About two thirds of the way through this episode I realised I had been grinning for the majority of it. It was a great piece of comfort viewing, old school style Doctor Who, Kerblam has a lot of things I worried were lacking this series.
It’s certainly the most quintessentially Doctor Who episode Chibnall has overseen so far and that serves to highlight how much of a break from tradition so much of this year has been. The approach of most episodes has been from new angles, a little experimental, a little different. This episode, by contrast, was just a damn good Doctor Who story, and not trying to be anything else.
Investigations
The driving force of this story was the investigation. Each major plot beat brought us closer to the solution and the Doctor was forced to ask difficult questions, as well as doing some good old fashioned breaking and entering.
This has been an element largely in the background of this series. In previous reviews, I’ve talked about the Doctor’s tenancy this year to simply look things up on ‘Space Google’. This can be seen as an interesting take on the modern viewer – that we are a generation of Googlers, more inclined to search for answers and information. While this can speed up a story, it does also take away a key part of classic Doctor Who.

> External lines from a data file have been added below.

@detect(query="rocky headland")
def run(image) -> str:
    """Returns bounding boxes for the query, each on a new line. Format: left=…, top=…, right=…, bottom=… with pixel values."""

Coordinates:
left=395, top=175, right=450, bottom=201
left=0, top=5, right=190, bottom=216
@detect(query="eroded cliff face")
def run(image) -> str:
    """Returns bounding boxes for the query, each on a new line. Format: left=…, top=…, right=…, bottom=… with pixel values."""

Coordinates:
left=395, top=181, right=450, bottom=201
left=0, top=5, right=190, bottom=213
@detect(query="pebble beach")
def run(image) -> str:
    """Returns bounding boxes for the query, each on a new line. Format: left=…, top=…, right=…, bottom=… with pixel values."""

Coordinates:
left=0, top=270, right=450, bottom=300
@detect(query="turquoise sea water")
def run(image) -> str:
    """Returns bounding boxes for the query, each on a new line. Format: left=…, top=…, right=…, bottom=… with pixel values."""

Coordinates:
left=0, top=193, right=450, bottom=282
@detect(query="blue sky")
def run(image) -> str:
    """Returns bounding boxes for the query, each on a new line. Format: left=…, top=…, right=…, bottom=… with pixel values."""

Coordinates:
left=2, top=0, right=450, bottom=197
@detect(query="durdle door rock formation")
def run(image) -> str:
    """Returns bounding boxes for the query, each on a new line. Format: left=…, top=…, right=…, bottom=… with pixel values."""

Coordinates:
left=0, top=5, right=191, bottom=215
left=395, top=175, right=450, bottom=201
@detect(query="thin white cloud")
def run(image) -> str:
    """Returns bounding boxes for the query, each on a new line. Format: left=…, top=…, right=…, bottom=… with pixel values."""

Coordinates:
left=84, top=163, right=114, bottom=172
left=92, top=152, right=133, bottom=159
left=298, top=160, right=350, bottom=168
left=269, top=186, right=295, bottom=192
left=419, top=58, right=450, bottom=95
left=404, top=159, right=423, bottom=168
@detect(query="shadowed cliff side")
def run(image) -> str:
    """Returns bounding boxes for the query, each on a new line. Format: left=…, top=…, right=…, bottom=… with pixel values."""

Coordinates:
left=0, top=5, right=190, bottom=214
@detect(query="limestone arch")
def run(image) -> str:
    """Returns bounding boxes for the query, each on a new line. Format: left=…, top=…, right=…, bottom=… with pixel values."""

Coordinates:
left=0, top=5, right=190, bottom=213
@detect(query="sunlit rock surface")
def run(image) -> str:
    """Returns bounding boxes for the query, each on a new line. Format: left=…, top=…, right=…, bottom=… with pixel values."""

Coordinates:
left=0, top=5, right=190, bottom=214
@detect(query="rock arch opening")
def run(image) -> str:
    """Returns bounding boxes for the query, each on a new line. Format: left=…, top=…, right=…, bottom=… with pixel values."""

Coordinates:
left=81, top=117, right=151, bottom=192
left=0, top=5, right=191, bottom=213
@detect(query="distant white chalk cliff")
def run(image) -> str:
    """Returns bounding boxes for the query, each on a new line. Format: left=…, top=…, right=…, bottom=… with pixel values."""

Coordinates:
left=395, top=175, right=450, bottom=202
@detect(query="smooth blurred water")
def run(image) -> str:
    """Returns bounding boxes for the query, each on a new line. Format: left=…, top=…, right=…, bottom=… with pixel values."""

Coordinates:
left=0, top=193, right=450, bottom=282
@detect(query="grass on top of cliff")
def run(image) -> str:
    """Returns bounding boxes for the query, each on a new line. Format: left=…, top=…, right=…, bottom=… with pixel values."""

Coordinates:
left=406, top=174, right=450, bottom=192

Kerblam’s plot revolves around piecing together a mystery. Who is in trouble, what kind of trouble, what is causing the power outages, and how can they stop it? This felt like one of the most well polished scripts of the series. Benefitting perhaps from being fairly straightforward, and very much wheelhouse Doctor Who. I expect this will become one of the episodes future viewers will be introduced to as an introduction to the 13th Doctor.
The System is Down
Where this episode cause me some level of pause was in the final conflict. It was a decidedly different kind of message than the show has traditionally advocated. For much of its history, Doctor Who has championed people who fight ‘the system’. Indeed, this whole series has had a focus on people who have been left behind or objectified, or oppressed by various systems.
In my Rosa review, I argued that the show was really starting to address systematic oppression in a very visceral way. A lot of comparisons have been made between Kerblam and The Sun Makers – a fourth Doctor serial from 1977. In that story, a corrupt system has enslaved its workers and the Doctor comes along to help a rebellion break free.
Here things are different. Most of the people we see are living in this system and accept it as ‘the way things are’. There’s little or no motivation to rise up and make a resistance movement. The only person who does so, does it alone. By use of exploding Bubble Wrap, Charlie seeks to punish the system for creating mass unemployment through automation.
As the Doctor has a history of leading or helping rebellions against awful systems, it was unsettling to see the Doctor defending it.
The Doctor: “The systems aren’t the problem. How people use and exploit the system, that’s the problem.”
This feels like a distinctly un-Doctor-y thing to say. While this series has focussed on people as the real threats rather than necessarily an alien menace, it didn’t feel right here. While the Doctor was certainly right to try and talk Charlie down from his horrible plan, this wasn’t what I would expect.
Something more along the lines of ‘the system needs to change, but there are better ways that don’t involve mass murder!’ Or even ‘The system is only doing what people told it to do, it’s a machine, that’s what it does’.
Automation is a very real problem, one that has been around since (and even before) the Industrial Revolution. There’s a very good video by CGPGrey on the topic that I highly recommend.
Like much of this series, there is the subversion of expectations. We are presented with characters like Jarva Slade who seems like your typical Doctor Who corporate villain. He’d have fit in quite well in The Sun Makers. Then you have Charlie, your typical Doctor Who proletariat hero figure.
When the story flips expectations; Slade is trying to do good and Charlie is actually trying to do evil, it’s narratively sound, but leaves a bad taste in the mouth.
While I enjoyed the episode for its pacing, action, characters and visuals, the message seemed off brand. It could be argued that the Doctor’s friendships with various robots and AIs puts her in a position where she will defend one.
The fault being with the people who use the system to their benefit is fine, but it was not made clear who these people are.